Mało kto spodziewał się, że rywalem Jadaru Radom w batalii o ostatnie wolne miejsce w PlusLidze będzie Trefl Gdańsk. Co prawda, u progu sezonu w pierwszej lidze team Farta Kielce rozdawał karty, jednak w miarę upływu czasu to ekipa z Trójmiasta przejmowała inicjatywę i wydawało się, że do siatkarskiej elity wróci po roku banicji. Tymczasem dostała pstryczka w nos właśnie od kieleckiego rywala, który w meczach fazy play off pokonał ich w stosunku 3:2.

W tym artykule dowiesz się o:

W ekipie z Gdańska, rozdrażnionej porażką z Fartem, doszło do zasadniczej zmiany przed konfrontacją z Jadarem. Na miejscu pierwszego szkoleniowca zasiądzie bowiem nie Jerzy Strumiło, a Piotr Szulc, który posiada nawet reprezentacyjne doświadczenie.

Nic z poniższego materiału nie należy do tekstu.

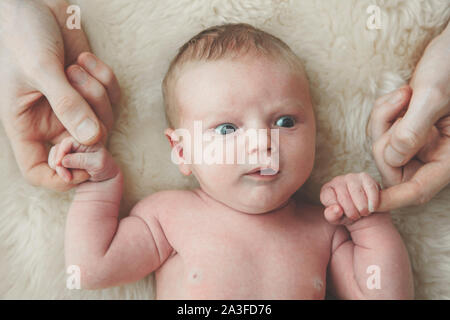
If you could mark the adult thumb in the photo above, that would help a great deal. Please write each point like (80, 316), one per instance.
(70, 107)
(411, 132)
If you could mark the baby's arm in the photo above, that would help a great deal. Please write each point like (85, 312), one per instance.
(368, 257)
(107, 252)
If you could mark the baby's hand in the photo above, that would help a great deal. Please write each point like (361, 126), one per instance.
(70, 155)
(348, 198)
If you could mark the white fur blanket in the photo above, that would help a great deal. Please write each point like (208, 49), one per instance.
(349, 67)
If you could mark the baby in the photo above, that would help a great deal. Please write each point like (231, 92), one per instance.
(241, 234)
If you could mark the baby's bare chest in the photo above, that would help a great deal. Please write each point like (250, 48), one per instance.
(246, 258)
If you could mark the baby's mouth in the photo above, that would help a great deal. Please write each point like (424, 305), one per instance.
(263, 173)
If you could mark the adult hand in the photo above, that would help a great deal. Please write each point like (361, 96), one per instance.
(41, 103)
(430, 102)
(417, 181)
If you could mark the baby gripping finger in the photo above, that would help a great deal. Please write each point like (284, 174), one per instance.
(100, 165)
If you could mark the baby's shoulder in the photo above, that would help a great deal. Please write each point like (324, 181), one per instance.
(313, 214)
(165, 202)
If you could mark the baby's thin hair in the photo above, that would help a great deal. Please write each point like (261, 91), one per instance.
(231, 40)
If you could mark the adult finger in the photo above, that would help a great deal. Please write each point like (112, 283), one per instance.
(372, 191)
(32, 159)
(358, 197)
(413, 129)
(94, 93)
(386, 110)
(69, 106)
(389, 174)
(427, 181)
(346, 202)
(102, 72)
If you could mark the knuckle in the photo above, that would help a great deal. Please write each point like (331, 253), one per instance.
(99, 92)
(406, 137)
(108, 75)
(422, 197)
(65, 104)
(101, 160)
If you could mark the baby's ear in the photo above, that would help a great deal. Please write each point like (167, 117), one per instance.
(178, 155)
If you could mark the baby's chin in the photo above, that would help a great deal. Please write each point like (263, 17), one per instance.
(258, 205)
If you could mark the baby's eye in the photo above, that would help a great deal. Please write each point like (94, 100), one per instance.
(225, 128)
(285, 121)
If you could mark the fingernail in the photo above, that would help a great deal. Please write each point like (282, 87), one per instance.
(396, 98)
(62, 174)
(90, 62)
(370, 205)
(86, 130)
(393, 157)
(78, 75)
(50, 157)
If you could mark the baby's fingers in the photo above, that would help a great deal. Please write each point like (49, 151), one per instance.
(87, 161)
(100, 165)
(333, 214)
(372, 191)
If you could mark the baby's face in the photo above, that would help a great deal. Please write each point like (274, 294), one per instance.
(249, 93)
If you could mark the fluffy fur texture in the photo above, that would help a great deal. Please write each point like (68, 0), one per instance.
(348, 65)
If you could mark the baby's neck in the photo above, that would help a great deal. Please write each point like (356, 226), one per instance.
(214, 202)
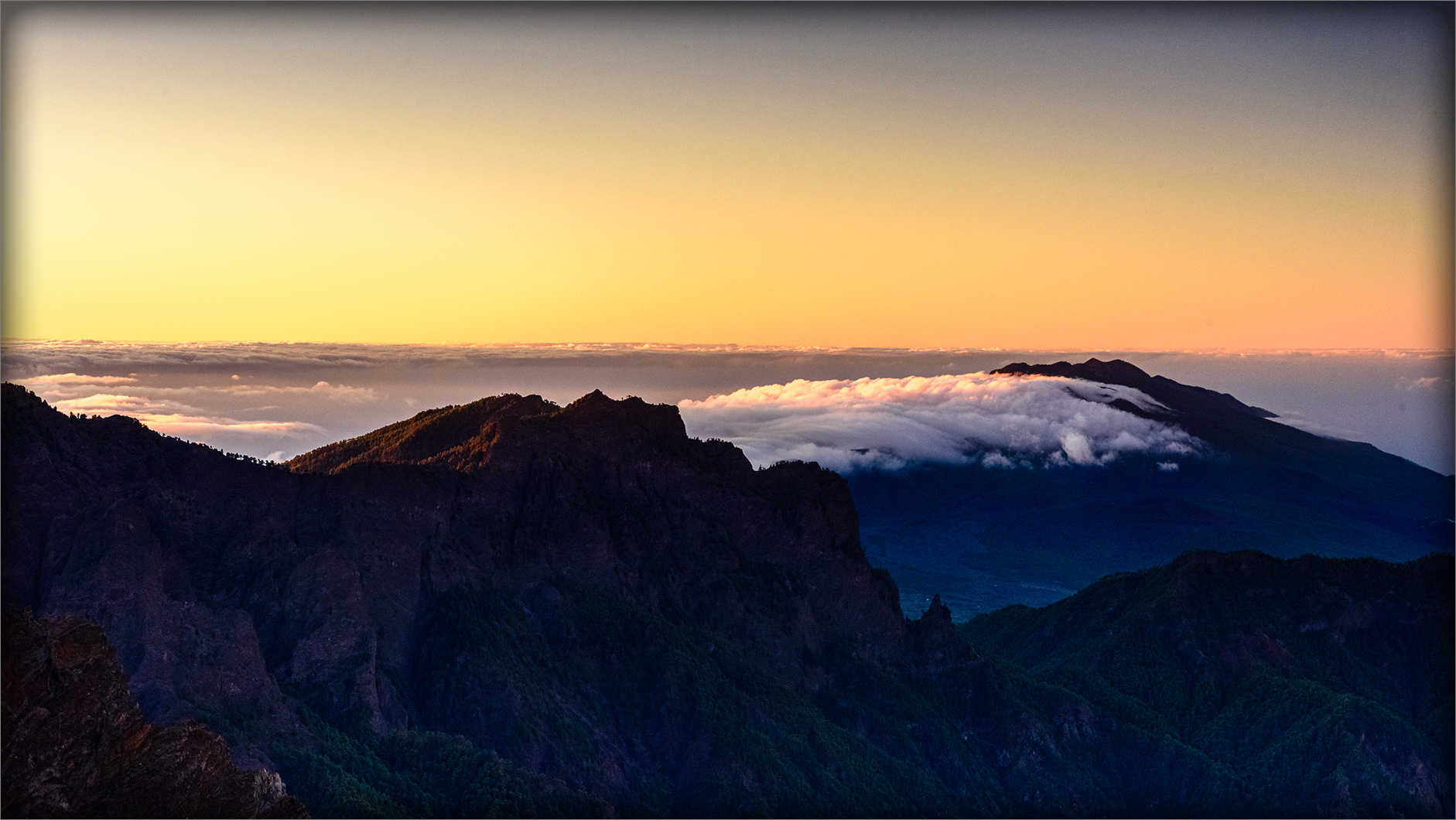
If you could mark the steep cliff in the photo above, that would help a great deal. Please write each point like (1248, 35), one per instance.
(77, 746)
(1324, 685)
(511, 608)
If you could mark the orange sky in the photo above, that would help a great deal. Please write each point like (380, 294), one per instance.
(929, 178)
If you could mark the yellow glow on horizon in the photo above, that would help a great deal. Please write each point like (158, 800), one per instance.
(254, 217)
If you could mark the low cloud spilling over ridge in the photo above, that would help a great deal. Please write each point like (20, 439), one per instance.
(998, 422)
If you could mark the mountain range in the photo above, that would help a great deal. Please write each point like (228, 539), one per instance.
(514, 608)
(987, 538)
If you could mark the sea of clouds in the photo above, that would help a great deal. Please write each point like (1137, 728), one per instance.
(998, 422)
(279, 399)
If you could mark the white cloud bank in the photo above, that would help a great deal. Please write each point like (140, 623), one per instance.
(998, 422)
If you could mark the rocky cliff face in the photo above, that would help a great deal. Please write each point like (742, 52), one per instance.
(77, 746)
(232, 587)
(513, 608)
(1322, 685)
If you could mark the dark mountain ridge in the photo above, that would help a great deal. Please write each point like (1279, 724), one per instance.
(1271, 668)
(1033, 536)
(77, 746)
(511, 608)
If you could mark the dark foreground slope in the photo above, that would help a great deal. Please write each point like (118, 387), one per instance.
(77, 746)
(985, 538)
(513, 608)
(1322, 685)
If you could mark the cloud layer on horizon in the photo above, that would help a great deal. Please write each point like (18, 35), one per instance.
(998, 422)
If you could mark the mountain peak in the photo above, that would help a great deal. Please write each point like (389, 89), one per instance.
(456, 436)
(1116, 372)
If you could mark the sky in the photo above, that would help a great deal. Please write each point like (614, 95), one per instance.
(1037, 176)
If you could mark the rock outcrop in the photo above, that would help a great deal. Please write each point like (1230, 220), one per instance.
(77, 746)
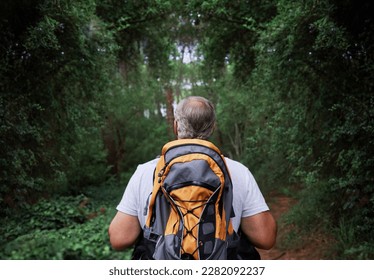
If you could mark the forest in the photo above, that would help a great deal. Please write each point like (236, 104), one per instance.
(87, 90)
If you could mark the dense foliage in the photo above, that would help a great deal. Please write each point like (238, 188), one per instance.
(86, 93)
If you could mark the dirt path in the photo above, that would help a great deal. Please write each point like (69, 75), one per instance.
(311, 249)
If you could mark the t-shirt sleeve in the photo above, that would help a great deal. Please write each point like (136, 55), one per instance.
(254, 202)
(129, 203)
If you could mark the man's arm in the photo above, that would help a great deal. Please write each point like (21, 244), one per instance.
(123, 231)
(261, 229)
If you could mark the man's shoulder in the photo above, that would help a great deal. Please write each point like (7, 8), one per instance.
(147, 165)
(233, 164)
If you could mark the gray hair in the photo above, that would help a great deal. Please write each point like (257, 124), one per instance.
(195, 117)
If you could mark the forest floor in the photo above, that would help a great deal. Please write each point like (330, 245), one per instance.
(312, 247)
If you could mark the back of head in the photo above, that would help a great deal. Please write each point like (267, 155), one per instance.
(195, 118)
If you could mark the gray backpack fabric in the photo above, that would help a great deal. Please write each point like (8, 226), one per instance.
(191, 204)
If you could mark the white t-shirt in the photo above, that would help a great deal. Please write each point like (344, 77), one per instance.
(247, 197)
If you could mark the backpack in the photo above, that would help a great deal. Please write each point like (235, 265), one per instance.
(190, 207)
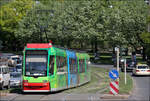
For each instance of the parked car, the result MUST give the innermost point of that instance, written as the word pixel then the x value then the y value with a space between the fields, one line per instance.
pixel 16 58
pixel 4 76
pixel 141 69
pixel 129 65
pixel 19 67
pixel 15 79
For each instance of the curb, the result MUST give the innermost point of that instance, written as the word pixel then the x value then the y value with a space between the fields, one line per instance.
pixel 110 96
pixel 122 96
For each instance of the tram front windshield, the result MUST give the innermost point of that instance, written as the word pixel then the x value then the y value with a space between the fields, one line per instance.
pixel 36 63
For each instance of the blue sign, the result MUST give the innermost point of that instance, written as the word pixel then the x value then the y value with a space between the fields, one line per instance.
pixel 113 74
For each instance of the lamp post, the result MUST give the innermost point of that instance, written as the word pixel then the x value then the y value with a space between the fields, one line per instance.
pixel 43 27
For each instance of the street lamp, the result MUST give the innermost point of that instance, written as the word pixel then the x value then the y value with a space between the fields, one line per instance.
pixel 43 27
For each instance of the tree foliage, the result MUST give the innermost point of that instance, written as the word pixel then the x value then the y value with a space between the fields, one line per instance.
pixel 76 23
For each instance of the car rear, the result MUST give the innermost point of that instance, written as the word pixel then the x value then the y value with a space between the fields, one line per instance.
pixel 142 70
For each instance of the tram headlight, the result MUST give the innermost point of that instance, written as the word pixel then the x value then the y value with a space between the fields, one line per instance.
pixel 44 81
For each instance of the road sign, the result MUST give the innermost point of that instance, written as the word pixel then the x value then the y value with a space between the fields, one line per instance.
pixel 114 87
pixel 113 74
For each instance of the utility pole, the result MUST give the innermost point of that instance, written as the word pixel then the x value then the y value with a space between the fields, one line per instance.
pixel 125 73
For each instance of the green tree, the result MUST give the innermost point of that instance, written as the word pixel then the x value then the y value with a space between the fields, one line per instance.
pixel 11 13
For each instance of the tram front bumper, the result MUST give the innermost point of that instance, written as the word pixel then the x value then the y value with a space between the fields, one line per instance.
pixel 36 87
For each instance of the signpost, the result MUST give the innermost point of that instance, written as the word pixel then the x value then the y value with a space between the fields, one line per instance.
pixel 117 50
pixel 114 85
pixel 125 71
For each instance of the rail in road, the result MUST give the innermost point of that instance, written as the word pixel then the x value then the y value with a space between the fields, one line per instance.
pixel 141 92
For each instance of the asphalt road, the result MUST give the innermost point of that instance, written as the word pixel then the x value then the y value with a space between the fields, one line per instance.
pixel 141 92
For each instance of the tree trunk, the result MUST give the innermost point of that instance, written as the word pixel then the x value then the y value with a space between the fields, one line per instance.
pixel 96 45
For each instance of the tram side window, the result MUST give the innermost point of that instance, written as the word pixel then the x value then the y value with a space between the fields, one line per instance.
pixel 51 65
pixel 72 63
pixel 61 64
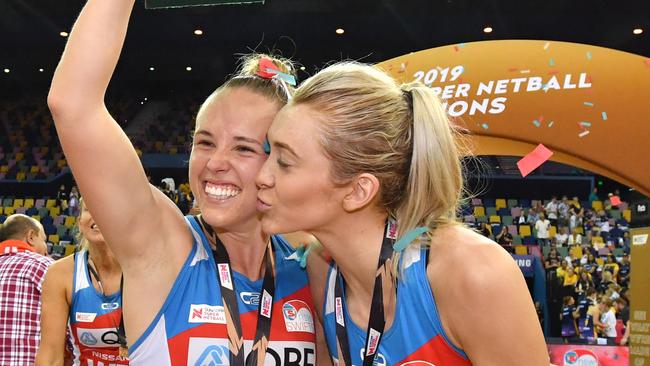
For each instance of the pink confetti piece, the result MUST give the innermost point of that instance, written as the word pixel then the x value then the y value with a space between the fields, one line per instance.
pixel 533 160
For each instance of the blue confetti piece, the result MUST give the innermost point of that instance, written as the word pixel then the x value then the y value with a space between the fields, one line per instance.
pixel 405 240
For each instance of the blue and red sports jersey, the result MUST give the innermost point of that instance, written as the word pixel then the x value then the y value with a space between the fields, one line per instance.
pixel 94 319
pixel 416 336
pixel 190 328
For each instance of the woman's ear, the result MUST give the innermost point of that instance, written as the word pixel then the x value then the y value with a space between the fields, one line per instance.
pixel 362 191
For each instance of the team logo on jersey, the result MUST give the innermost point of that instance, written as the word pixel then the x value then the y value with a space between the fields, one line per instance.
pixel 250 298
pixel 202 313
pixel 298 317
pixel 580 357
pixel 224 275
pixel 88 339
pixel 85 317
pixel 214 356
pixel 267 304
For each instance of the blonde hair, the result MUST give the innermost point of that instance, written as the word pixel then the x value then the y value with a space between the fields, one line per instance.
pixel 400 134
pixel 247 76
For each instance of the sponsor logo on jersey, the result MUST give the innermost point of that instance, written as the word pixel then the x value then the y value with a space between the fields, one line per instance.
pixel 215 352
pixel 98 337
pixel 250 298
pixel 202 313
pixel 580 357
pixel 224 275
pixel 85 317
pixel 110 305
pixel 298 317
pixel 339 311
pixel 88 339
pixel 267 304
pixel 373 342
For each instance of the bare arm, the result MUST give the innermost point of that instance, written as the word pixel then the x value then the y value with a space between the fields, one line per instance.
pixel 54 314
pixel 104 162
pixel 486 307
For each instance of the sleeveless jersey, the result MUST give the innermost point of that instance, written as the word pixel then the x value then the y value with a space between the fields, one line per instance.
pixel 94 319
pixel 568 322
pixel 416 336
pixel 190 328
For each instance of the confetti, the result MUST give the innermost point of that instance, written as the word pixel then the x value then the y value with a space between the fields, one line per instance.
pixel 534 159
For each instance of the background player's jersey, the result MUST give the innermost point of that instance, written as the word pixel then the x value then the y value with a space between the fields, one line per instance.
pixel 94 319
pixel 416 336
pixel 190 329
pixel 568 322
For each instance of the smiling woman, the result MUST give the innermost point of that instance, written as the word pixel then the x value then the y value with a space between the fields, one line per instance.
pixel 184 277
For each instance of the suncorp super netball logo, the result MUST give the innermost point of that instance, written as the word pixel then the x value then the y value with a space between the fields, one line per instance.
pixel 580 357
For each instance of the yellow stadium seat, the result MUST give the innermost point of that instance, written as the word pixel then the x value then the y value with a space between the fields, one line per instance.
pixel 55 211
pixel 524 230
pixel 69 249
pixel 521 250
pixel 627 215
pixel 70 221
pixel 552 231
pixel 597 205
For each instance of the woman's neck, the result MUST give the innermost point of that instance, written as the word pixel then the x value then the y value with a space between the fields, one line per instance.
pixel 246 250
pixel 355 243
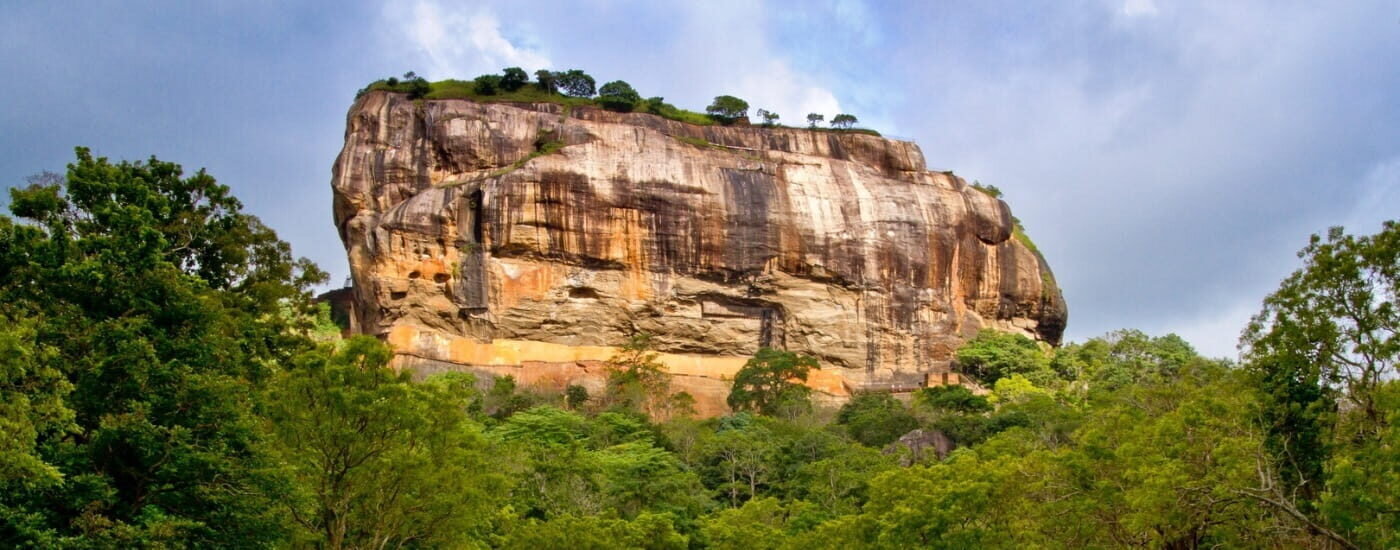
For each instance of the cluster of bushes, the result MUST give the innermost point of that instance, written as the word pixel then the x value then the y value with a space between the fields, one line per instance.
pixel 576 87
pixel 167 382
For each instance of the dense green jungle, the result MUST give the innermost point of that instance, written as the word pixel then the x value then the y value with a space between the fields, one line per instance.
pixel 167 381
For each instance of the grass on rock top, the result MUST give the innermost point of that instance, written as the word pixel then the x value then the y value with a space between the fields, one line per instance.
pixel 532 94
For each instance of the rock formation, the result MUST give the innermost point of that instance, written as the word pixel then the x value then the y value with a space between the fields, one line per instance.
pixel 532 240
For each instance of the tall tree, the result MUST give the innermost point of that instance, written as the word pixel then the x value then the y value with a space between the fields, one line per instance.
pixel 164 305
pixel 728 108
pixel 546 80
pixel 772 384
pixel 619 95
pixel 844 121
pixel 1329 335
pixel 381 461
pixel 576 83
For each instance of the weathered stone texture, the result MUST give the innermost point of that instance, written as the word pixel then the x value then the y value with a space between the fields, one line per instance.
pixel 839 245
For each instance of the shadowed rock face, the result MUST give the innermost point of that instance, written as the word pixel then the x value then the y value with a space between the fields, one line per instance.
pixel 471 249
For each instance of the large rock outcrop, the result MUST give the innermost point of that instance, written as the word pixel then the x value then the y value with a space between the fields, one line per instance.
pixel 532 240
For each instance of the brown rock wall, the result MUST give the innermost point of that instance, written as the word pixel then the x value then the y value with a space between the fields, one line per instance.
pixel 839 245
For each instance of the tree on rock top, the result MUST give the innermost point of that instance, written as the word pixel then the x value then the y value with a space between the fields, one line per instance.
pixel 514 79
pixel 770 384
pixel 727 108
pixel 844 121
pixel 576 83
pixel 618 95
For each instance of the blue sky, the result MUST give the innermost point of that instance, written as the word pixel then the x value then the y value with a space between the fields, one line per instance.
pixel 1169 158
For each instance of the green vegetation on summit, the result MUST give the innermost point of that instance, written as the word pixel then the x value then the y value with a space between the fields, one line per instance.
pixel 167 381
pixel 577 88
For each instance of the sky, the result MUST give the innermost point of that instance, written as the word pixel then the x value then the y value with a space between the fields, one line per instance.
pixel 1168 157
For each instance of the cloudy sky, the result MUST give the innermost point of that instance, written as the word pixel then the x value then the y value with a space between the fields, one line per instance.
pixel 1169 158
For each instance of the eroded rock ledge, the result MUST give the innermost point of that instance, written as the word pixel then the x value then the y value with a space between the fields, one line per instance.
pixel 520 238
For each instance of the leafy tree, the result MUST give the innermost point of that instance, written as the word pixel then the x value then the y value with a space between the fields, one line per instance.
pixel 843 121
pixel 486 84
pixel 727 108
pixel 163 305
pixel 636 378
pixel 990 189
pixel 417 86
pixel 503 399
pixel 576 83
pixel 381 461
pixel 546 81
pixel 514 79
pixel 647 531
pixel 875 419
pixel 956 399
pixel 576 396
pixel 739 461
pixel 1122 358
pixel 996 354
pixel 759 524
pixel 1361 498
pixel 840 483
pixel 1333 323
pixel 618 95
pixel 1329 335
pixel 770 384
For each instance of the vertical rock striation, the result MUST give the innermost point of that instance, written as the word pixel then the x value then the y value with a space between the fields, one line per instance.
pixel 521 238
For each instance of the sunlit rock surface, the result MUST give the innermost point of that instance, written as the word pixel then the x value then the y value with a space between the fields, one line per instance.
pixel 471 249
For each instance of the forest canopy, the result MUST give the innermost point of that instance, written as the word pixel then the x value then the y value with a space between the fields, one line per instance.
pixel 167 381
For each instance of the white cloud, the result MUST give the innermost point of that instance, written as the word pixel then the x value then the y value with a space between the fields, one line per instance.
pixel 1138 7
pixel 1217 332
pixel 777 88
pixel 457 41
pixel 744 63
pixel 1378 199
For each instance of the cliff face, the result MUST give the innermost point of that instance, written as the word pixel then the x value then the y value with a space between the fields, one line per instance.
pixel 475 244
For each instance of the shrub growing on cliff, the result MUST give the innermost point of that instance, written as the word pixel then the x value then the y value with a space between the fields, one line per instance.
pixel 487 84
pixel 770 384
pixel 381 461
pixel 514 79
pixel 546 81
pixel 727 108
pixel 576 83
pixel 875 419
pixel 769 118
pixel 618 95
pixel 994 354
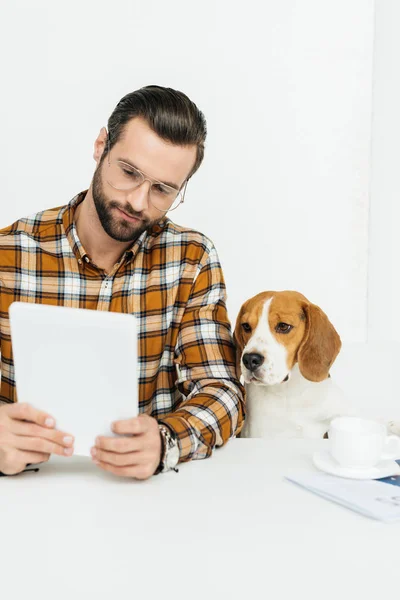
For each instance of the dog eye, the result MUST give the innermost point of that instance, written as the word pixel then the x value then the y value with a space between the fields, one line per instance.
pixel 283 328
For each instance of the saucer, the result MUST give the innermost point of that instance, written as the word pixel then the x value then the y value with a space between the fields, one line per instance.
pixel 324 461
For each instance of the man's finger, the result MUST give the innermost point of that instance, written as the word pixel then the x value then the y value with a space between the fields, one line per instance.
pixel 136 425
pixel 31 429
pixel 32 457
pixel 121 460
pixel 121 444
pixel 34 444
pixel 136 472
pixel 26 412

Nic dziwnego, że radomianie do rywalizacji z Treflem przygotowują się niezwykle solidnie. Szkoleniowcy - Jan Such oraz Dominik Kwapisiewicz oglądali rywali w akcji na żywo podczas ich spotkań z Fartem. Dysponują nawet szeroką paletą materiałów video. - Dlatego Trefl nie powinien nas niczym zaskoczyć. Od soboty rozpoczynamy rywalizację i mamy jasny cel: zwycięstwo - podkreśla drugi trener zespołu Dominik Kwapisiewicz.

Co prawda, wielu siatkarzy radomskiego jedynaka w PlusLidze odczuwa już trudy długiego i dość rwanego sezonu, jednak największą bolączką teamu jest fakt, że z kontuzją zmaga się Wojciech Żaliński. Przyjmujący Jadaru na pewno znajdzie się w meczowej dwunastce. Czy jednak pojawi się chociaż na chwilę na parkiecie, wydaje się już wątpliwe. Decyzja w tej kwestii będzie jednak zależała od sytuacji na placu boju i samopoczuciu siatkarza w dniu meczów. W razie niedyspozycji, Żalińskeigo zastąpi Grzegorz Szumielewicz. Nie zmienia to jednak faktu, że w rywalizacji do trzech zwycięstw, radomianie są zdecydowanym faworytem i nie wyobrażają sobie innego rozwiązania, niż ich zwycięstwo.

Zarząd Klubu Jadar Radom zadecydował, że ceny biletów na każde ze spotkań barażowych zostaną obniżone o połowę. Tym samym za bilet na jeden mecz trzeba będzie zapłacić 5 zł (ulgowy) lub 10 zł (normalny). - Chcemy, żeby w naszej hali była gorąca atmosfera. Dlatego serdecznie zapraszamy wszystkich kibiców do dopingowania naszych zawodników w ostatnich meczach tego sezonu - podkreśla prezes klubu Tadeusz Kupidura. Jest to dość istotna informacja również dla kibiców z Gdańska, którzy zapewne stawią się w hali Miejskiego Ośrodka Sportu i Rekreacji w Radomiu.

Pierwszy pojedynek Jadaru z Treflem odbędzie się w sobotę 15 maja o godzinie 17. Drugi mecz zaplanowano na niedzielę. Początek również o godzinie 17.